For instance, most safety research a year ago focused on the capabilities of AI models during their initial creation, known as the pre-training phase. AI regulations such as California’s SB 1047 aimed to place limits on models that were pre-trained at a certain size.

But over the past six months or so, AI researchers have learned how to increase capabilities of AI models in the “inference” phase, when a model is actually being used. By running models numerous times to hone an answer, they can become exponentially more effective.

The DeepSeek R1 model, for instance, would have slipped under the radar of safety bills like SB 1047, which was vetoed by California Gov. Gavin Newsom, despite being extremely powerful. That is because so much of its capabilities come from inference, rather than the size of its initial training.
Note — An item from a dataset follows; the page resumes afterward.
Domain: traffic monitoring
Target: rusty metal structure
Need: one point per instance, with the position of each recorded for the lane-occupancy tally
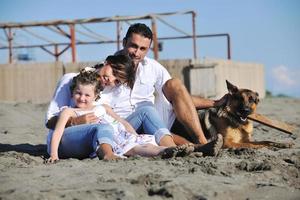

“What you’re seeing with these new test time and inference models is a different type of capability that’s emerging,” Lue said. “That, plus the fact that we now are going to be seeing the emergence of agents, increasing tool use and ability to delegate more activities, means the suite of responsibility and safety evaluations and mitigations, of course, has to evolve.”

Helen King, DeepMind’s senior director of responsibility, said the evolving AI landscape offers some good news on the safety front.

New “reasoning” models like OpenAI’s o1 and o3 models and DeepSeek’s R1 model may provide more insight into how models are operating. “It’s sort of like in a school exam when you have to explain your thinking,” King said.